Es macht mich stolz, etwas geschafft zu haben
Herr Kijani und Frau Bayati engagieren sich im Projekt „Gut integriert durch ein Ehrenamt“

Herr Kijani und Frau Bayati sind seit dem 4.Januar 2019 in Deutschland. Gemeinsam mit ihren zwei Söhnen wohnen sie z.Zt. in der Flüchtlingsunterkunft Melverode. Sie haben einen 13-jährigen Sohn, der die 6. Klasse besucht sowie einen 9-jährigen Sohn in der 3. Klasse. Der Aufenthaltsstatus der Familie ist noch ungeklärt und befindet sich z.Zt. in Bearbeitung.
Alle haben sehr schnell die deutsche Sprache gelernt und bringen sich ehrenamtlich ein. Herr Kijani engagiert sich u.a. beim Landesverband Braunschweig der Gartenfreunde e.V. und hat bei der Aktion „Stadtrampe statt Treppe“ in Braunschweig mitgemacht. Frau Bayati gestaltet zusammen mit der Freiwilligenagentur einen Kulturabend, der im November stattfinden wird.

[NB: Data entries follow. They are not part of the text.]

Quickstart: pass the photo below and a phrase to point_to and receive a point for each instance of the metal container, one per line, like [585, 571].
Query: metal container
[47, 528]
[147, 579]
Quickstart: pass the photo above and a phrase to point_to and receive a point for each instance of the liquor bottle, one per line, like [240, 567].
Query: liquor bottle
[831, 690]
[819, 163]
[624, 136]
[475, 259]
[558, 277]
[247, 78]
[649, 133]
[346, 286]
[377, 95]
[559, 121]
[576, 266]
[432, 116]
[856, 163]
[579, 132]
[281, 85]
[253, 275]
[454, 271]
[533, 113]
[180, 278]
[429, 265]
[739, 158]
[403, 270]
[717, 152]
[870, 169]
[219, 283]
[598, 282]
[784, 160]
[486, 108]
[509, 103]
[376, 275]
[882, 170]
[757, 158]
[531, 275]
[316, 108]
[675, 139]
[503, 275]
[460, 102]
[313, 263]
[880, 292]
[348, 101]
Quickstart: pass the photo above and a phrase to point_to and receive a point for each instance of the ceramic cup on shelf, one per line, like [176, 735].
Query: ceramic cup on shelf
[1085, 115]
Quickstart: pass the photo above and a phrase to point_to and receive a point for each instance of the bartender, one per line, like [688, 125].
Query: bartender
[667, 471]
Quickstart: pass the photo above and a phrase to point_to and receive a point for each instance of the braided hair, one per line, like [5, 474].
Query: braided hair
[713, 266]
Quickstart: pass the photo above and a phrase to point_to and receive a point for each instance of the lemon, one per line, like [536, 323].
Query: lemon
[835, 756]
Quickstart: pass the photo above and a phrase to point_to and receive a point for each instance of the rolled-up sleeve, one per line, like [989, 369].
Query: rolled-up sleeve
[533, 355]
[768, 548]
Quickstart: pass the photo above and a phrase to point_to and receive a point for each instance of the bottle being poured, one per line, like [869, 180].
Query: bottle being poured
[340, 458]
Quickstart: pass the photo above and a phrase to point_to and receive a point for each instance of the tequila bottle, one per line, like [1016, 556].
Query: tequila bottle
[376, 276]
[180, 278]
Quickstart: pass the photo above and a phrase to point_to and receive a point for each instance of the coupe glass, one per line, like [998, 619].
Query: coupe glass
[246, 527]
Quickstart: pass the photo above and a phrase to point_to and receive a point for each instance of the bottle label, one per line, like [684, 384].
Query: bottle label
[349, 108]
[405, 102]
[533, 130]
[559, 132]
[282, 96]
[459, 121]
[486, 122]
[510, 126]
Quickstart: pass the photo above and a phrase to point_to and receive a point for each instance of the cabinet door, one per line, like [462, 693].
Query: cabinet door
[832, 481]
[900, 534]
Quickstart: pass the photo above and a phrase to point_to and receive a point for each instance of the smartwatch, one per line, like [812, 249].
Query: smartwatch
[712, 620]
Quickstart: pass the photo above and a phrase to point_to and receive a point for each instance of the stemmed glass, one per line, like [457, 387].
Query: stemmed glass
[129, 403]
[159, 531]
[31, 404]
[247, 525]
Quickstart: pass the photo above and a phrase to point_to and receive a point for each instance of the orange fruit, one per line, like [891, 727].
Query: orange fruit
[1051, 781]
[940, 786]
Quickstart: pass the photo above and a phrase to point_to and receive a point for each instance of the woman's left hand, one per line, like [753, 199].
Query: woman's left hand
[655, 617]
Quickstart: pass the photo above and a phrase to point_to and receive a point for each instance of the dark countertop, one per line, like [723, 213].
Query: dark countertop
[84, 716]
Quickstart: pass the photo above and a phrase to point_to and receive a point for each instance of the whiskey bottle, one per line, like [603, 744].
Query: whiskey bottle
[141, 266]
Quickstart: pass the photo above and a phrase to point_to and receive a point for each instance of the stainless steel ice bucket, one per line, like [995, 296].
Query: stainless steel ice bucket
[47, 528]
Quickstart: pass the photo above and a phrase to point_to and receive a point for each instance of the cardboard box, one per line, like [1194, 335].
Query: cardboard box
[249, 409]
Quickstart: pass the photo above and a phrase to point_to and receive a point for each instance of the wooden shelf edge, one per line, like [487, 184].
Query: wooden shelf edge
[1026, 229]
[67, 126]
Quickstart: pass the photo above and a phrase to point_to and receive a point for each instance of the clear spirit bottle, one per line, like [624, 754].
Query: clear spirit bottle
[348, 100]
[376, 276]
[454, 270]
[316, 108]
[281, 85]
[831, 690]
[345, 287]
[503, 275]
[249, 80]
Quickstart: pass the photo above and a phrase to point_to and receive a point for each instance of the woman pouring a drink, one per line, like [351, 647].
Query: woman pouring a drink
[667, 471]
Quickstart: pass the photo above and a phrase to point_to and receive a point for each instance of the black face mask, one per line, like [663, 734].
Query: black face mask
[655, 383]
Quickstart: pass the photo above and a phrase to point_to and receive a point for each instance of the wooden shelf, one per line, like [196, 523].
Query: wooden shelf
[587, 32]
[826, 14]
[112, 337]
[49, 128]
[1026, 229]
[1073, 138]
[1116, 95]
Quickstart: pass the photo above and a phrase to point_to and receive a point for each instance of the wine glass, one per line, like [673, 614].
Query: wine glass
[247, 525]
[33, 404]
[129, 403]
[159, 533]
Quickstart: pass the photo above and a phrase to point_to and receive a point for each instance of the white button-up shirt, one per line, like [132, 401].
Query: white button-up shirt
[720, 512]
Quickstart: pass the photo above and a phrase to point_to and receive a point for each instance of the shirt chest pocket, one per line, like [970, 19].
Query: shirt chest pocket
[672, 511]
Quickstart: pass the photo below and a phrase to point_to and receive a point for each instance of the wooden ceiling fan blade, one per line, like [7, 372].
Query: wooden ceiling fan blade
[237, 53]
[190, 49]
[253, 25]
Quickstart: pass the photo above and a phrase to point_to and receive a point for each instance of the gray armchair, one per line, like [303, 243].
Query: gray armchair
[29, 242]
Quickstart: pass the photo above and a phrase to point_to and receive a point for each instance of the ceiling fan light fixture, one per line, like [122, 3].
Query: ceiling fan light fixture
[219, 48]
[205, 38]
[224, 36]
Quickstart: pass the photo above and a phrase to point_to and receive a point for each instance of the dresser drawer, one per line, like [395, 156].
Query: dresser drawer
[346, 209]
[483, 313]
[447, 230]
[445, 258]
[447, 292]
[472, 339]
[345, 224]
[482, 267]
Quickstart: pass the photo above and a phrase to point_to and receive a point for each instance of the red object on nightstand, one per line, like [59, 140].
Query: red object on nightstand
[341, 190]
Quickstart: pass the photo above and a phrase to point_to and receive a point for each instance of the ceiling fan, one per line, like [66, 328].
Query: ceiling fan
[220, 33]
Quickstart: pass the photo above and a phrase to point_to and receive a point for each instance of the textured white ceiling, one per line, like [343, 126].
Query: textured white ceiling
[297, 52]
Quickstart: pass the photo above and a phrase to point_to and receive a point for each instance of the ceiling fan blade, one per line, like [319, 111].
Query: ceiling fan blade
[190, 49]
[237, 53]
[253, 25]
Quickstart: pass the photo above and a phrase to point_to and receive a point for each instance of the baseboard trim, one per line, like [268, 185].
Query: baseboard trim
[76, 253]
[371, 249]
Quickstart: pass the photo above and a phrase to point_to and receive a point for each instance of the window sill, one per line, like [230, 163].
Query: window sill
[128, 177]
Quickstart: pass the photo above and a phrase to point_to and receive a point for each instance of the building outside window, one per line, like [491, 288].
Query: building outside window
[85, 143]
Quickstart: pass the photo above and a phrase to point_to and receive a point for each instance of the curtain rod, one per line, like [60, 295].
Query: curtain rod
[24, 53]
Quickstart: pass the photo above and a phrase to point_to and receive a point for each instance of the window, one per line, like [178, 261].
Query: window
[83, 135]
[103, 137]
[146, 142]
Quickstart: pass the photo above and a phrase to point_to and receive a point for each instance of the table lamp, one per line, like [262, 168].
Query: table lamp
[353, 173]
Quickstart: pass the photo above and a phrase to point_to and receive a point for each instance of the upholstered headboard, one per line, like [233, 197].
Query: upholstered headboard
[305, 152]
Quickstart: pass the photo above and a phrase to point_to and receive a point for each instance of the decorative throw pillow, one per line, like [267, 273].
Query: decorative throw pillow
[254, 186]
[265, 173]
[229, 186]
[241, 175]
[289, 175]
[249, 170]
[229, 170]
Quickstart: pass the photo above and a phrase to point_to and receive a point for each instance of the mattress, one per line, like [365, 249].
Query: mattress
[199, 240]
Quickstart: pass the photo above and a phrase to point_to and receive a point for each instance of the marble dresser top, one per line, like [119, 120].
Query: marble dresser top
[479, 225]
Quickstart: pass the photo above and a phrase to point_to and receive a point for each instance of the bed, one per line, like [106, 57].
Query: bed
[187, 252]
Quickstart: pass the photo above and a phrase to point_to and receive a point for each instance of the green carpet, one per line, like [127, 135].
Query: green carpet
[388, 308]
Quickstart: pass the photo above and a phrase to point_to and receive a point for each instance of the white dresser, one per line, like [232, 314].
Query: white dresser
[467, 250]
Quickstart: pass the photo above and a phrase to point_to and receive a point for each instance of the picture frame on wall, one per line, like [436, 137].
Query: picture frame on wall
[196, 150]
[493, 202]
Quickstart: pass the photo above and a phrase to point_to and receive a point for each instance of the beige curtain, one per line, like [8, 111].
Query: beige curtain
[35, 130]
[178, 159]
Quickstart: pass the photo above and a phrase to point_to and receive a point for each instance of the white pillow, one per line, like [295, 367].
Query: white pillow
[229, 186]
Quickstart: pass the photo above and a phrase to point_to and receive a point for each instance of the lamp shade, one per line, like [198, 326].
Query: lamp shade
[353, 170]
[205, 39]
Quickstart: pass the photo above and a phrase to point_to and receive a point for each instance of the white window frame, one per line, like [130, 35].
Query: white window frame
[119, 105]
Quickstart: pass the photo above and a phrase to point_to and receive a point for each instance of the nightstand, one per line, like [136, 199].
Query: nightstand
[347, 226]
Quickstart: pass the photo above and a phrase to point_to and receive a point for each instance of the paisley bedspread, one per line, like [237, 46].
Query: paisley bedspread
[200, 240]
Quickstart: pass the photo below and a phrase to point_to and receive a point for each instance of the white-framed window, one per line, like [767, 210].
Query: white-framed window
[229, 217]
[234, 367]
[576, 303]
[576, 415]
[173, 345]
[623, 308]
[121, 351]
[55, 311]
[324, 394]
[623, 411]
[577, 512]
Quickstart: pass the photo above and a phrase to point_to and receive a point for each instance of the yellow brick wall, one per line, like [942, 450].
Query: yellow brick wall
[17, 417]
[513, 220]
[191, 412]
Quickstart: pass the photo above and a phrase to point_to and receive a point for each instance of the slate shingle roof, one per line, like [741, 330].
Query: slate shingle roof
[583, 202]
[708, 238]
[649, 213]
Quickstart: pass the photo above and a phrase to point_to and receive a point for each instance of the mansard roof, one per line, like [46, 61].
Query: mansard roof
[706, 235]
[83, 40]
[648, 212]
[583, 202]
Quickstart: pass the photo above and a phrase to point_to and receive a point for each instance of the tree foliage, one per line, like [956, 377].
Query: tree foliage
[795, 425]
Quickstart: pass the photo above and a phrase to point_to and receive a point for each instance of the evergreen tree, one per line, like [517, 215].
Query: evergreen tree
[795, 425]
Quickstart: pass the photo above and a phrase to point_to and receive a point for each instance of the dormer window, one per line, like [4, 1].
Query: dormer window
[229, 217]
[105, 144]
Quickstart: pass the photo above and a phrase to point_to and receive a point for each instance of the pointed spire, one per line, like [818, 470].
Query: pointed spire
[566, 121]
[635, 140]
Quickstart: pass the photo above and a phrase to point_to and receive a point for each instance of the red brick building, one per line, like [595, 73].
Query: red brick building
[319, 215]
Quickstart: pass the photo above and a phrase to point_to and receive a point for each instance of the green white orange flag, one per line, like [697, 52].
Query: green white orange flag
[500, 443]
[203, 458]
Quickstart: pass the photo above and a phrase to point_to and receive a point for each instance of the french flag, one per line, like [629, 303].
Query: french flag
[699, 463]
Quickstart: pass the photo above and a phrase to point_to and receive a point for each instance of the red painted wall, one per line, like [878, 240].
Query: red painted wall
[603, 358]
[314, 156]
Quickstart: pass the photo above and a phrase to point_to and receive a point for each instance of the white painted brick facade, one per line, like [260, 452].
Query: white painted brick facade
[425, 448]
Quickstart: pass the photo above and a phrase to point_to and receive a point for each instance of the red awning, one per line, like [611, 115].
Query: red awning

Am Wochenende fahren sie als Tandempartner mit Blinden Fahrrad (eine Aktion der Sportabteilung des Blinden- und Sehbehindertenvereins e.V.).
Die Freiwilligenagentur Jugend-Soziales-Sport e.V. hat sie im Rahmen des Projektes „Gut integriert durch ein Ehrenamt in Braunschweig“ in diese Tätigkeiten vermittelt.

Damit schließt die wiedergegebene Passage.